Ecstasies of Things is the second collaboration with Christine Cornwell in which both of our bodies mediate an encounter with pleasurable objects for four audience members around a table. Voice opens this encounter but then remains silent, prioritising a sonic tactility that foregrounds the powers or ecstasies of objects. 

 

What all of these works have in common besides audience participation is the use of textures or objects to mediate the encounter with the other. 

 

I came to understand this function of objects or textures as mediators using Donald Winnicott's concept of a transitional object. As Winnicott defines it, a transitional object is an object such as a blanket or a teddy bear used by children early on their development which helps them "move from a state of being merged with the mother to a state of being in relation with the mother’ (Winnicott, 1968/2005). Extrapolating this concept away from the complex mother-child dynamic, its uses are in defining a strategy for separating oneself from the other in order to more clearly define individual desire through physical objects.

 

If my predilection in the encounter with the other is to inhabit them too fully, to become merged with them, living/sensing/desiring through them, then these physical sensory tethers help create an intermediary pit stop for the self, a separation point that redirects the self back towards one's sensorium, away from the other while still existing alongside them. This is a strategy for practicing self-sensing. 

 

To put audiences in situations in which their sensory experience is invited to the table, risking something of their own does bring an ethical responsibility forward, namely the need of the performer to hold space for them. 




Holding Space

 

I’ve encountered the phrase holding space in contexts ran by contemporary dance or somatic practitioners which have generally adopted the term from psychotherapy and healing professions. If in therapeutic contexts it might mean a prioritisation of the needs of another (Kelemen, Kearney and Groninger, 2017), within performance practice its meaning gets focused on active listening and enabling of different voices to be heard (Pascoe at al., 2020). 

 

If in previous contexts I’ve been looking at ways to reduce the potential of escaping into another fearing an estrangement from oneself, here we can see the sensitivities to another’s needs, if done in a balanced way, as a strength, a useful ability that helps facilitate an equitable encounter. This balance I propose can be achieved by shifting from feeling through another as a form of empathy to a more compassionate approach of feeling alongside another. In other words, practicing self-sensing so as to pull back or away from the other back towards the self while remaining in relation. In this way, whatever the other is feeling can have resonance and can affect a shared space of feeling but a more opaque knowing of being-with is employed that reduces the hyper-vigilance of pre-empting reactions by being sucked into the desires of another. 

 

In the context of my practice, to hold space means to make active and/or explicit a set of priorities that are enacted within a togetherness and to keep tabs on whether these priorities are actualised/respected or not. To breach the contract of respecting said boundaries can happen as long as the breach is in itself accounted for/made explicit and included in the next activation. Steering the encounter towards the fulfilment of the contract is the responsibility of the one(s) holding space.   

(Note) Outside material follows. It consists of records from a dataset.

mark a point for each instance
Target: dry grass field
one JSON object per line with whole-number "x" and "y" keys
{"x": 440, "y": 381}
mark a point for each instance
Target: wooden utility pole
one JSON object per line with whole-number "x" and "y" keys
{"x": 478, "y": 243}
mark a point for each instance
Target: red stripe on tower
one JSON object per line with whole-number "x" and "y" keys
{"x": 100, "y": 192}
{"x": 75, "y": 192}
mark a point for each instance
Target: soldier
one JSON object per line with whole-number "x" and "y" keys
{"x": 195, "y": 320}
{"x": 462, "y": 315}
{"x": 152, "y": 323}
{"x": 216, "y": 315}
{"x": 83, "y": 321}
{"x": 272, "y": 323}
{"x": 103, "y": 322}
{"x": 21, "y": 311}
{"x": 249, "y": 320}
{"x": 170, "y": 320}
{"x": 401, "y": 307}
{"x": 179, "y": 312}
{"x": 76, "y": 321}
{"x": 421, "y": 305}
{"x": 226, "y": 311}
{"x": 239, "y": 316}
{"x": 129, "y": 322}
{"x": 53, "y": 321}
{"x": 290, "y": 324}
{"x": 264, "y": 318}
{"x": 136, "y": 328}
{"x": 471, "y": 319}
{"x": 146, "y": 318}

I offer being explicit as an option here as it depends on the kind of encounter taking place. In the participatory performances in this container, being explicit is not entirely necessary as long as the performer is affectively attuned to the shared reality, adjusting and accommodating the other as needed. In co-creative contexts, like the ones within container three, being explicit, particularly in a group or in early trust-building stages of relationships, ensures a sharing of responsibilities and accountability between all members of the artistic act. 

 

 Holding space centres more on human needs and the affective charges of bodies than a more formal/rigid framework of togetherness. It is a caring role that requires an ability to sense the in-between of relation, of holding a dual position of being both inside and outside the shared space, sometimes at the same time.